Woodyfest 2018: Bill Lewis
Bill Lewis at Woodyfest
Note:
This post was updated on Monday, 15 October at 4:42 P.M. to correct Lewis’s current whereabouts and other factual errors.
Bill Lewis Brings Taste of Hill Country to Okemah
Kicking off the 21st annual Woody Guthrie Folk Festival, [Sidenote: This post marks the kickoff of a series we’ll be publishing over the next few weeks showcasing a selection of artists from this year’s Woody Guthrie Folk Festival. We hope to post at least one or two articles and galleries in this vein per week until we get through every performer we photographed at this year’s festival. If you want to keep up on this series, please consider signing up for our mailing list.] Bill Lewis brought his solo troubador act to the basement of the Brick Street Café on 12 July at 11:00 A.M., two days before Woody’s birthday.
Lewis learned classical piano in and around church in his hometown of Decatur. Finding the small town life too constraining, he moved away seeking culture and art and other real things.
[Sidenote: “The Real Bill Lewis,” Luckenbach Moon, November 2008.] He’s currently based in San Antonio, Texas, touring the Texas Hill Country. On Sundays you can find him at Hondo’s in Fredericksburg playing piano with The Any Given Sunday Band.

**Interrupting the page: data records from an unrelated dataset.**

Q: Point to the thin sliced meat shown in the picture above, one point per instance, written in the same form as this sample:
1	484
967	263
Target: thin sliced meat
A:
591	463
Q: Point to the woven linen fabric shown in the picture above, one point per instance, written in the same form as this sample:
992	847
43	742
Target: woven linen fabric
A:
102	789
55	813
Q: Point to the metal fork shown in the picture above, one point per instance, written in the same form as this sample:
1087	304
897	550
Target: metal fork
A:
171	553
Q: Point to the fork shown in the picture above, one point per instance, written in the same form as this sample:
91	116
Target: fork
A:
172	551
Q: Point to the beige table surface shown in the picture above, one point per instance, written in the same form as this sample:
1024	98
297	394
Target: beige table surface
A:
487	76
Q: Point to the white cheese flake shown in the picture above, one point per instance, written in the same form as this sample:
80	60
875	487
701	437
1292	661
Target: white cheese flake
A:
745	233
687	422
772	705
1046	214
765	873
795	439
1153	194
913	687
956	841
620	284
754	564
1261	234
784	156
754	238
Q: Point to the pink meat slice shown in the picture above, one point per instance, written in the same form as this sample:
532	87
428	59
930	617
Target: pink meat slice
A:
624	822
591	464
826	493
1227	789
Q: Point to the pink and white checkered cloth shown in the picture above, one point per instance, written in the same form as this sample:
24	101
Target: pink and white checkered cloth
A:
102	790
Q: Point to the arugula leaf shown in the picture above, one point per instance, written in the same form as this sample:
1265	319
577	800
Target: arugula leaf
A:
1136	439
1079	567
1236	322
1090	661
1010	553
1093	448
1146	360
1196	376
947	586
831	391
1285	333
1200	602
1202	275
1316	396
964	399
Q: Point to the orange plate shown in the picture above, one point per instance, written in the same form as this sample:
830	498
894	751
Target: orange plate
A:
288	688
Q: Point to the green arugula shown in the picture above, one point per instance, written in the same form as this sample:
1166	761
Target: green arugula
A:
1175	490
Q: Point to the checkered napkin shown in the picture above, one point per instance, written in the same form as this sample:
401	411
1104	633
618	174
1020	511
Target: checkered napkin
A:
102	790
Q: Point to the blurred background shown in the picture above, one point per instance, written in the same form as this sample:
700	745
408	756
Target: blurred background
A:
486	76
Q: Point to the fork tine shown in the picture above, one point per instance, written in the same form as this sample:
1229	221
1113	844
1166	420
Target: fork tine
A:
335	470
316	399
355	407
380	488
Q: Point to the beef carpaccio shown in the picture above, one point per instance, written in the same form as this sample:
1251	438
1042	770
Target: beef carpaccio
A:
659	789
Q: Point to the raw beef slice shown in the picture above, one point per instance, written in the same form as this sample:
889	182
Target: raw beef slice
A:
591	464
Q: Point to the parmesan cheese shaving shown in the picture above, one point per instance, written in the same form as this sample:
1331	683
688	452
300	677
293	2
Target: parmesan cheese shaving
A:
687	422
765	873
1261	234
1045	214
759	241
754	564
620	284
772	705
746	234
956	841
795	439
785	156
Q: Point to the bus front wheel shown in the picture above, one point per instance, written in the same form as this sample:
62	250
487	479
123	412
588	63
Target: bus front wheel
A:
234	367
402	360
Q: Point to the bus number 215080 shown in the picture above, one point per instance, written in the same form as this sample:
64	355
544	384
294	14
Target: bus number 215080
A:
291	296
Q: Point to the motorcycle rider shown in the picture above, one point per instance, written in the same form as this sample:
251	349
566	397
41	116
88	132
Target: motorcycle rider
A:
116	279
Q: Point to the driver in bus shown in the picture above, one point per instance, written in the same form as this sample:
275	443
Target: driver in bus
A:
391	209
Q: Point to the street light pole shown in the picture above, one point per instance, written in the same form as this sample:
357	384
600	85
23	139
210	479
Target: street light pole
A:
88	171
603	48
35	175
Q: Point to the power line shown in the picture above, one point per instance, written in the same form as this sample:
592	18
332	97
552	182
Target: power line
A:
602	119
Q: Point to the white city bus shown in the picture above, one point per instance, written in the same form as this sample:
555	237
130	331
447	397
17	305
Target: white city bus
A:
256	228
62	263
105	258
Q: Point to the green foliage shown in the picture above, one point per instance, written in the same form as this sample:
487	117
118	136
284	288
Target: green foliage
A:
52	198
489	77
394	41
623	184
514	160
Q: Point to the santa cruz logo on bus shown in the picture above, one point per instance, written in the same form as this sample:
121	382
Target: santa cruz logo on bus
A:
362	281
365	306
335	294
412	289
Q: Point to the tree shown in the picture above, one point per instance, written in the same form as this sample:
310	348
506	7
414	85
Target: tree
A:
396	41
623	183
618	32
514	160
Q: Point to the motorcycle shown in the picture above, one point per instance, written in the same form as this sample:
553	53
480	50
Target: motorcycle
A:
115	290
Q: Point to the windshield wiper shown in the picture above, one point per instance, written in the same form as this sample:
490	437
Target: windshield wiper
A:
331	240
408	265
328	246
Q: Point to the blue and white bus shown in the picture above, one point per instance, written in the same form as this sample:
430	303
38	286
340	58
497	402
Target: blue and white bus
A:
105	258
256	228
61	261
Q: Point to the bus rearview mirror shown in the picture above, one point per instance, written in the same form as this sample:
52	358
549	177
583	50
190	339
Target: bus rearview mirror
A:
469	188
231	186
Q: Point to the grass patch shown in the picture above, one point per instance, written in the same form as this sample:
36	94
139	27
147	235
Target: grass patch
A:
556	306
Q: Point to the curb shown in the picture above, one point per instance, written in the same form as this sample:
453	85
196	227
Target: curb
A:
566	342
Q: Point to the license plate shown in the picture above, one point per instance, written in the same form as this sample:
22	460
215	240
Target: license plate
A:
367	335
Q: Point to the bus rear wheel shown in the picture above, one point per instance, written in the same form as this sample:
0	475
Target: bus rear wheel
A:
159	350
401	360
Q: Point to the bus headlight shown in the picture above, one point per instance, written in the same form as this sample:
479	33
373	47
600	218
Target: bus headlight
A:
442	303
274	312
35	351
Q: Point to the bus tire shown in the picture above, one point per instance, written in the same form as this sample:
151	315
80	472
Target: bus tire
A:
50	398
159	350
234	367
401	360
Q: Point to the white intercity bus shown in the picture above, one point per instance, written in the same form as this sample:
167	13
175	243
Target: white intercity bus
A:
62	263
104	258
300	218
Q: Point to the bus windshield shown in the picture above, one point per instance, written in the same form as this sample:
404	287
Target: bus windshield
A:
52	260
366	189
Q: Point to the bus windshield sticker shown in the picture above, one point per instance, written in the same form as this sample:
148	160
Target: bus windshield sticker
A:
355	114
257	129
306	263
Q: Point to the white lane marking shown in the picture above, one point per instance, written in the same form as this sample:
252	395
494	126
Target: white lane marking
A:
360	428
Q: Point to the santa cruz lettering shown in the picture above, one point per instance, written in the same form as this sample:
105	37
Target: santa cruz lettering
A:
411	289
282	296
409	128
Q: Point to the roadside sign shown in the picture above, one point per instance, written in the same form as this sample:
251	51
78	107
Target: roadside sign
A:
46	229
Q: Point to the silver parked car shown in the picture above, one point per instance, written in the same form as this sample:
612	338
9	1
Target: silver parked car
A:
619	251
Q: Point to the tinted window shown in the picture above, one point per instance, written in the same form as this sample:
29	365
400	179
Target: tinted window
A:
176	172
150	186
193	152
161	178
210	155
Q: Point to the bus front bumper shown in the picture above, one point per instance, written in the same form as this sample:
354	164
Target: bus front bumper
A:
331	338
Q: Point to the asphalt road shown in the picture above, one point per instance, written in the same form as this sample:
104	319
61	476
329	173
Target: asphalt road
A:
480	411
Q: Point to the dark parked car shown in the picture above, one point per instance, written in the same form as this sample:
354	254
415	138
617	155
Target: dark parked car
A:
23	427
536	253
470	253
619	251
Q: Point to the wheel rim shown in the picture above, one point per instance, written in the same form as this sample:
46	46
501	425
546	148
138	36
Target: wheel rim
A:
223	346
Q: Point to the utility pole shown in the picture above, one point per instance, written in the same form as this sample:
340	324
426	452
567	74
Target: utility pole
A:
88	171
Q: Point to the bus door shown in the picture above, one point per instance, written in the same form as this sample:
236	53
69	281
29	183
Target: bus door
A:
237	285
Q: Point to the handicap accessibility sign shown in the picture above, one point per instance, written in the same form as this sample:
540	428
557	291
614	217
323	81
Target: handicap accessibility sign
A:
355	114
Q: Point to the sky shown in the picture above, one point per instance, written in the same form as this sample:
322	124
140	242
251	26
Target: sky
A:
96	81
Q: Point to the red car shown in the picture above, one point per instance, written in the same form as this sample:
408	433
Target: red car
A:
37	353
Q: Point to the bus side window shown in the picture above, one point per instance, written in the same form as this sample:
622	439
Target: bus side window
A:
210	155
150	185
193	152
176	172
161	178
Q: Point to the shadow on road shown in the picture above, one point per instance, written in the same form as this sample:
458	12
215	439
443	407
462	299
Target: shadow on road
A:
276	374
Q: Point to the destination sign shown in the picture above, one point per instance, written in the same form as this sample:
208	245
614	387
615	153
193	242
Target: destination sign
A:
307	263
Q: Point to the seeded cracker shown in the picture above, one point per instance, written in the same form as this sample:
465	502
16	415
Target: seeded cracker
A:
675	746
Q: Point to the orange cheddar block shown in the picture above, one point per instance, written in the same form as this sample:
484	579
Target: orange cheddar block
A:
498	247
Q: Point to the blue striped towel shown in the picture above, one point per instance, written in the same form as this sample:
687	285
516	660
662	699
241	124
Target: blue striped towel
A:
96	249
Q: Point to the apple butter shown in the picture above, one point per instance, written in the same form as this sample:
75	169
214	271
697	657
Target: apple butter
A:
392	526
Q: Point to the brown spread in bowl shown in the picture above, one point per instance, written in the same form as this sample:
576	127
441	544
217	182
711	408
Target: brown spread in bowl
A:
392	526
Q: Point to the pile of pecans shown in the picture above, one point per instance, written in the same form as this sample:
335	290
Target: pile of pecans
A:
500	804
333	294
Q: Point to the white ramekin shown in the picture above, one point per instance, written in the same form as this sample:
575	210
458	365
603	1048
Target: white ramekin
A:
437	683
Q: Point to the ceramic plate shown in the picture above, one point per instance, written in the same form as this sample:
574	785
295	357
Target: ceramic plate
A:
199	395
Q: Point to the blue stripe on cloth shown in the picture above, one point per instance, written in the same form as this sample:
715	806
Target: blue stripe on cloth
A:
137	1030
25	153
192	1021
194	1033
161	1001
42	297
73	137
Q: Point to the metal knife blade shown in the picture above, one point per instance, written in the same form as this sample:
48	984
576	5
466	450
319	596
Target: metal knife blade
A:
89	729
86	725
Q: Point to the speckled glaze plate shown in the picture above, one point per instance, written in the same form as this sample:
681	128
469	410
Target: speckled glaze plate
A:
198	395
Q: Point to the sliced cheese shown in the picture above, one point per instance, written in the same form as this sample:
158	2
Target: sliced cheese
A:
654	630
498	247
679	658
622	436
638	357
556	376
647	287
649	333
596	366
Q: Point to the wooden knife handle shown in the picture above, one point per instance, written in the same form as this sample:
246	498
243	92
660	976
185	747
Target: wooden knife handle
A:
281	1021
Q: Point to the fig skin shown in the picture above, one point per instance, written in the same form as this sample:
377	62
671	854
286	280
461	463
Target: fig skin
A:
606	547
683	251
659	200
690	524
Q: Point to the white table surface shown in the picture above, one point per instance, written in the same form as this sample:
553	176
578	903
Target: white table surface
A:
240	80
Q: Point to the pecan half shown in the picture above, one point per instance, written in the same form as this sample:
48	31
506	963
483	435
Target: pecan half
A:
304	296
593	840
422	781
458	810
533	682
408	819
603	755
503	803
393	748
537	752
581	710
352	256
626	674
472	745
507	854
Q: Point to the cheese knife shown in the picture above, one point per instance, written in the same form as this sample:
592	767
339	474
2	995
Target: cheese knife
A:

Lewis is a regular at Oklahoma City’s Blue Door and is the co-writer of a folk opera about addictions ranging from fast food to opioids, Jack and Jill, with his collaborator, the late Michael Hilton. The pair also wrote a musical, Code of the West, depicting the rise, fall, and redemption of a cowboy. Featuring larger-than-life, semi-mythical characters with names like The Sky Boss,
The King of the Cowboys,
and The Queen of the West,
the musical draws inspiration from the Legend of King Arthur. At one time, some Broadway producers expressed an interest in staging it. Lewis holds out hope that it may one day see the Great White Way.